In recent years, dysregulation in lipid metabolism has been established as a crucial feature of ovarian cancer progression, reflecting the increased energy demands of highly proliferating cancer cells and cell membrane remodeling (37). However, previous ovarian cancer lipidomic studies have been limited by low numbers of early-stage patients, low lipidome coverage, and biases originating in the sample collection process (15, 16, 21). Although alteration in lipid metabolism is a characteristic feature of ovarian cancer, findings from different studies still show numerous inconsistencies (37). Previous data show racial/ethnic differences in risk, incidence, and survival of patients with ovarian cancer (38–40), yet most studies consist mainly of non-Hispanic white women with European ancestry. Compared with other racial groups, Asian women have a higher incidence rate of mucinous ovarian tumors (41) and it has been shown that the protein biomarker HE4 may be more useful for that cancer in this ethnic group (40). It is generally agreed that studies in specific racial/ethnic groups are needed to better understand ovarian cancer diversity and accelerate preventive and diagnostic strategies.

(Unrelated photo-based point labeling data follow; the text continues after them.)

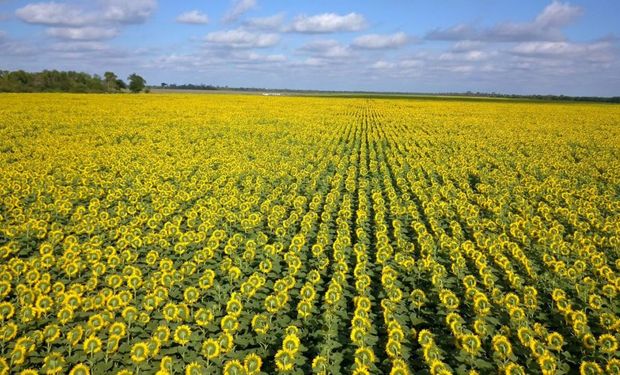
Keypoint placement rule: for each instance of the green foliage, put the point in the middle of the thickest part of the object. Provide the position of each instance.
(59, 81)
(136, 83)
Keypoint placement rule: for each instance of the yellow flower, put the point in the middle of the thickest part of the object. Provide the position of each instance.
(291, 344)
(211, 349)
(501, 346)
(182, 334)
(252, 364)
(80, 369)
(514, 369)
(92, 345)
(364, 356)
(555, 341)
(194, 368)
(233, 367)
(53, 363)
(471, 344)
(607, 343)
(139, 352)
(117, 329)
(589, 368)
(284, 360)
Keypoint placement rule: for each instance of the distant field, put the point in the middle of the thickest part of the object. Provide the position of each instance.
(247, 234)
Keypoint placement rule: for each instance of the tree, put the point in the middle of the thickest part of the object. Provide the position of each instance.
(136, 83)
(110, 80)
(120, 84)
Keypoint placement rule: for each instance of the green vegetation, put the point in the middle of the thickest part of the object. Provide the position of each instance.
(59, 81)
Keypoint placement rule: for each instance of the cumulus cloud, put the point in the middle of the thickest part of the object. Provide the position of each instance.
(53, 13)
(326, 49)
(79, 46)
(82, 33)
(128, 11)
(239, 8)
(328, 23)
(547, 26)
(240, 38)
(588, 52)
(193, 17)
(378, 41)
(266, 23)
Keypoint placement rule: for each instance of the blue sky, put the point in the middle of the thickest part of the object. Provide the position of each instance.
(529, 46)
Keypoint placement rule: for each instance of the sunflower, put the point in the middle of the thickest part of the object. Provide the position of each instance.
(139, 352)
(319, 365)
(162, 333)
(191, 295)
(607, 343)
(53, 363)
(364, 355)
(471, 344)
(284, 360)
(203, 317)
(80, 369)
(555, 341)
(170, 312)
(233, 367)
(211, 349)
(501, 346)
(590, 368)
(229, 324)
(548, 364)
(514, 369)
(252, 364)
(182, 334)
(194, 368)
(75, 335)
(112, 344)
(92, 345)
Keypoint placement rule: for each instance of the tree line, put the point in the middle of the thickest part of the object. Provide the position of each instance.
(68, 81)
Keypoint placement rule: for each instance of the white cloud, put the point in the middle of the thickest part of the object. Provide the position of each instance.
(82, 33)
(378, 41)
(547, 26)
(328, 23)
(331, 49)
(79, 46)
(128, 11)
(54, 14)
(193, 17)
(381, 64)
(240, 38)
(266, 23)
(239, 8)
(467, 45)
(558, 14)
(578, 52)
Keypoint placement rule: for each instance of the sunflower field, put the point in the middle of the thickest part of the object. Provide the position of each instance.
(240, 234)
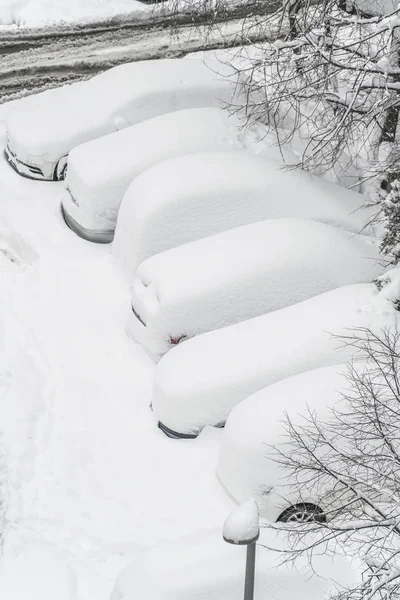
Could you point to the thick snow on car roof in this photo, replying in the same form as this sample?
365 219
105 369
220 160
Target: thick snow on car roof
189 197
50 125
100 171
204 567
246 272
245 466
200 381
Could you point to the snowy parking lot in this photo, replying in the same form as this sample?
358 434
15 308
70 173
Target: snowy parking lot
91 481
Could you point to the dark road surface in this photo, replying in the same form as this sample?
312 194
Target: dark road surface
33 60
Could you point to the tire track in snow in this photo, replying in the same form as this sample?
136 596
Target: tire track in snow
34 60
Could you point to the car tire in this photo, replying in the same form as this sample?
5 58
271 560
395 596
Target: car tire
302 513
61 169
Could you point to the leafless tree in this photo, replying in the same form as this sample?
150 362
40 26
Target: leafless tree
328 80
353 462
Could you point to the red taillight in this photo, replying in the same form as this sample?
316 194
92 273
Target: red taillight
176 340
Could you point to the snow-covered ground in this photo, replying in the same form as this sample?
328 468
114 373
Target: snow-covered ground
42 13
90 480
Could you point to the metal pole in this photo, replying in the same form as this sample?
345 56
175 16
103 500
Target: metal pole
250 571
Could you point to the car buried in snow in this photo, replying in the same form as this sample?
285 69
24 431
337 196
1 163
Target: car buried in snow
242 273
42 129
199 382
256 431
218 191
100 171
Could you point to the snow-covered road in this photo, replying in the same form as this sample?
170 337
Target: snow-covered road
89 479
33 60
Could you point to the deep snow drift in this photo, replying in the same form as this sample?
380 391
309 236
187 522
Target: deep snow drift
215 191
243 273
205 567
245 463
91 482
200 381
100 171
44 13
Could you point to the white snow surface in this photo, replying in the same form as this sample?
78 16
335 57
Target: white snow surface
200 381
190 197
205 567
90 481
243 523
100 171
44 128
243 273
44 13
377 7
245 463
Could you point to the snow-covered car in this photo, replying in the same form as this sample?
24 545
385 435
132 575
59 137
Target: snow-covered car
100 171
246 466
199 382
242 273
203 566
219 191
43 129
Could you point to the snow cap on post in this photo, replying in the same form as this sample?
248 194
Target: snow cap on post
242 525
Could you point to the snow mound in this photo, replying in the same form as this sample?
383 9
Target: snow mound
100 171
46 127
204 566
245 464
200 381
242 273
45 13
242 525
190 197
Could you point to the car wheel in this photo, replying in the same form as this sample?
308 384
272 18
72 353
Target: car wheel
61 169
302 513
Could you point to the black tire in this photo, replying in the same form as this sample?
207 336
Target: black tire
302 513
61 169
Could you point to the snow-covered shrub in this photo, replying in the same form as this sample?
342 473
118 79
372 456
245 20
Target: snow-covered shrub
353 458
390 246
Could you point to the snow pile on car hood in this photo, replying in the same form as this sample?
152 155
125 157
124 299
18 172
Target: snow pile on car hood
48 125
100 171
243 273
200 381
190 197
245 466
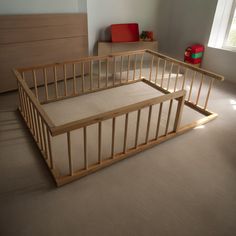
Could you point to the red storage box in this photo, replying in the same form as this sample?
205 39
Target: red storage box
193 54
196 48
193 61
125 32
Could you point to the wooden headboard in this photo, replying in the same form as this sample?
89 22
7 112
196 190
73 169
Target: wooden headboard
27 40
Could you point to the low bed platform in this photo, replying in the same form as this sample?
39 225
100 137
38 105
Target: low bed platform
88 114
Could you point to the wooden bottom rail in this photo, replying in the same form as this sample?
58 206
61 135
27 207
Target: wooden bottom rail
53 170
62 180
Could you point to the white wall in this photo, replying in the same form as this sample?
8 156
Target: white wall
103 13
41 6
184 22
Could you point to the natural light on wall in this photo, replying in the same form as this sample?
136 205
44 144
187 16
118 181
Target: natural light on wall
223 32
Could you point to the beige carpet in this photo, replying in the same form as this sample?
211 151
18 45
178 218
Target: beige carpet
183 187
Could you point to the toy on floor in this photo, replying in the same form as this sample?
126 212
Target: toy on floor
194 54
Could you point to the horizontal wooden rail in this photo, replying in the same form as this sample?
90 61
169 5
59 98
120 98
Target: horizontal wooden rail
34 101
186 65
81 60
117 112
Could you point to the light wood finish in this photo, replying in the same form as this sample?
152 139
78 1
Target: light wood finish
43 130
27 40
106 48
191 85
148 124
168 82
69 153
99 142
186 65
163 73
85 148
168 117
137 128
159 120
126 132
151 68
113 137
117 112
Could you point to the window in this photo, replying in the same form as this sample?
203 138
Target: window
230 39
223 32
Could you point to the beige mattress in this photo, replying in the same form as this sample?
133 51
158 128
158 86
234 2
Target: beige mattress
73 109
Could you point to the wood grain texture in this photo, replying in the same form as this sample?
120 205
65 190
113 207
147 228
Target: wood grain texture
27 40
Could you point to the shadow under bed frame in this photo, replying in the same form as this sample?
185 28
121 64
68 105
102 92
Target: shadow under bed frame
180 84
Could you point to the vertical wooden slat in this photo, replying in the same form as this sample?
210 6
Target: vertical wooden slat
74 79
99 73
149 123
141 66
184 79
29 113
35 85
208 93
23 75
113 137
135 62
128 68
159 120
100 142
176 79
137 129
55 80
114 70
20 97
168 118
50 150
82 76
39 128
121 68
163 73
85 148
41 132
151 68
26 108
157 69
168 83
191 86
32 117
126 132
65 80
69 153
35 124
107 71
45 83
199 90
44 140
179 112
24 104
91 75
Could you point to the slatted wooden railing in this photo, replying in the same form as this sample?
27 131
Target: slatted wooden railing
50 83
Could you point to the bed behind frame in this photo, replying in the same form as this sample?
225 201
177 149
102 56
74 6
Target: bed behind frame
177 80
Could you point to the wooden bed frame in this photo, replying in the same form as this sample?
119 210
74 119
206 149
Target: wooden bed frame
43 130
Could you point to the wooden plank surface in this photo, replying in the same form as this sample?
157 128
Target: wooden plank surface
28 40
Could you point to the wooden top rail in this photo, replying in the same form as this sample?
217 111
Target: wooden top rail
35 102
114 113
202 71
81 60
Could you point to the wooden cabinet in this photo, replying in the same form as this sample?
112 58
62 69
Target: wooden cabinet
106 48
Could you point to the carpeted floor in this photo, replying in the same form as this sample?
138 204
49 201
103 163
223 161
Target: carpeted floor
185 186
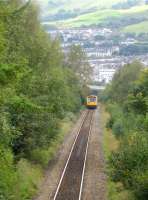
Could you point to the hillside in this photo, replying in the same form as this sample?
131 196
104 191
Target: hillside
111 13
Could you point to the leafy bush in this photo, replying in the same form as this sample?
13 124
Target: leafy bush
140 186
131 158
118 128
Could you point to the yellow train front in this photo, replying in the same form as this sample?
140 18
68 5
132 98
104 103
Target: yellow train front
91 102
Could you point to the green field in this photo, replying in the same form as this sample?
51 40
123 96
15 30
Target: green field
80 4
137 28
101 16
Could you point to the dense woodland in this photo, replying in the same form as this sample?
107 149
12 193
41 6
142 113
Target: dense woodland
39 87
127 102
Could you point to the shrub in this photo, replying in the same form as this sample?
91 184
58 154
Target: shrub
118 128
131 158
140 186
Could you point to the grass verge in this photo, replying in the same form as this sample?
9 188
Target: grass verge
115 191
30 175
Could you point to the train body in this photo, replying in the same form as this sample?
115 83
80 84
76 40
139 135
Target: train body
91 102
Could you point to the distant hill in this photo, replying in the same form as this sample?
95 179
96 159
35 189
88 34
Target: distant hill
127 15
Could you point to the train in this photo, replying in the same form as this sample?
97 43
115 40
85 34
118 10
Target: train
91 102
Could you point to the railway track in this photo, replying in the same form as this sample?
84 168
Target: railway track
71 182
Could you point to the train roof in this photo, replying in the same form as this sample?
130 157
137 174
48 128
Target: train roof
91 96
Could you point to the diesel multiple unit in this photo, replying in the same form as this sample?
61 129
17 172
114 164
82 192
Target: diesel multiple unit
91 101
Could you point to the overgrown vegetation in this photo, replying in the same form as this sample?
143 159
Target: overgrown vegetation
127 102
38 89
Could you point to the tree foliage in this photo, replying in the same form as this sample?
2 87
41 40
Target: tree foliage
37 90
127 99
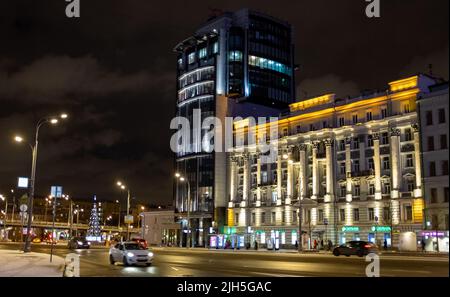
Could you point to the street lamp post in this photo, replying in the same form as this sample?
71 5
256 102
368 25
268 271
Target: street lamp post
182 179
123 187
34 150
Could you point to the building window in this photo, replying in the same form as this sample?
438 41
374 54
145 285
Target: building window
386 164
343 191
320 215
433 195
202 53
385 138
432 167
429 118
342 168
235 56
356 214
386 214
371 214
446 194
216 47
370 141
408 135
408 212
444 167
441 116
430 141
410 185
409 161
444 145
371 164
191 58
342 215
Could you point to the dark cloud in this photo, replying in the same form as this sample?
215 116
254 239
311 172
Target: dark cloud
113 70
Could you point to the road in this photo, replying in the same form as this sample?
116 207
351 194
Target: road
203 263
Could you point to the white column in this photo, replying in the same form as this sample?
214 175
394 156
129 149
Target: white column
395 159
290 178
315 169
302 173
246 186
279 178
377 166
348 169
418 168
233 181
258 180
329 170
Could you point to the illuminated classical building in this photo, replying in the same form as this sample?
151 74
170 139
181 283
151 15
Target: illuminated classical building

The study showcased here presents results for the comprehensive analysis of the serum lipidome of patients with ovarian cancer of Korean descent, recruited from two different clinical sites. A brief outline of the comparisons conducted in this study is presented in Supplementary Fig. S13. Among other findings, the comparison yielded a 17-lipid panel that distinguishes between patients with ovarian and nonovarian cancers (Table 2; Supplementary Fig. S14 and Supplementary Table S15). Furthermore, a consistent decrease in the overall lipid abundance across various ovarian cancer stages and histological types was observed in our dataset when compared against nonovarian cancer conditions. These results agree with previous studies showing an overall abundance decrease in serum glycerophospholipid abundances in patients with ovarian cancer of non-Hispanic white and European decent (15, 16, 21). This overall decrease in lipid abundance is likely due to altered lipoprotein level, as suggested in previous studies (42, 43). High-density lipoprotein (HDL) particles are rich in phospholipids; decreased HDL-cholesterol levels have been reported in patients with ovarian cancer (42). Furthermore, stage-stratified analysis comparing early- or advanced-stage patients with ovarian versus nonovarian cancers (Fig. 4; Supplementary Fig. S7) suggests that lipid alterations are detectable even in the early stages, amplifying as the disease progresses. These results further underscore the potential role of circulating lipids in monitoring ovarian cancer development and progression. Similar results were reported by Buas and colleagues (21) when comparing benign diseases with ovarian cancer (21) and recent studies suggest changes in circulating lipid abundances in pre-diagnostic specimens (44), indicating that lipid profiles exhibit changes years before ovarian cancer diagnosis. Mounting evidence suggests that monitoring lipid profiles could aid in identifying women who are at higher risk of developing ovarian cancer.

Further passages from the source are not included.